Inspecting the current projects description (both it's loose goals as well as more specific things like what packages it already uses) so that things that are already used aren't suggested and are instead used to inform the response.
Dynamically creating a GitHub list of similar starred repos for your user (though that would probably rely on this suggestion to extend the GitHub API) so that you naturally have some ways of saving and sharing your starred repos that solve a specific problem between sessions in your terminal
Building starpilot into a research agent that can perform actions such as installing the selected suggestion into the current project or be sent to GitHub to find new projects that solve the current goals that you haven't starred yet
What do you think?
Does this sound like something intersting to you, maybe even something useful?
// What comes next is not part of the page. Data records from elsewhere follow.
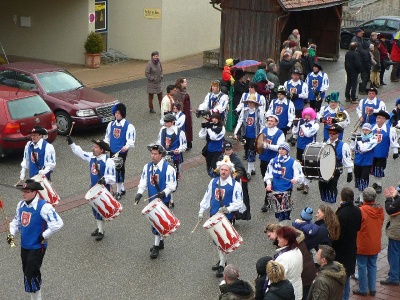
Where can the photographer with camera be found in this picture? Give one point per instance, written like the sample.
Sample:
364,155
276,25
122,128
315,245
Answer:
213,132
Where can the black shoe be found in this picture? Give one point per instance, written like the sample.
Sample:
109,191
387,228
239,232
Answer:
160,246
387,282
154,252
99,236
220,271
265,208
357,292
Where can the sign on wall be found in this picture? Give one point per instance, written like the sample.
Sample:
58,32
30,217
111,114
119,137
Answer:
152,13
101,15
Did this just spark inspiration in you for a new project? Does this actually already exist somewhere and I'm just being an idiot? Let me know :)
Thanks, let's take advantage of those github 🌟️ ;-)
I was thinking about something along the same lines, but, to be honest, due to my lack of time and background in machine learning, this was probably never going to happen.
Yes you are quite close, basically, read my stars, put the found repos in an index, answer questions using the indexed content, or recommend related repos
This was actually originally going to be a way to automate the creation of GitHub lists, until I discovered there wasn't a user facing API for those objects yet :(
Thanks, let's take advantage of those github 🌟️ ;-)
I was thinking about something along the same lines, but, to be honest, due to my lack of time and background in machine learning, this was probably never going to happen.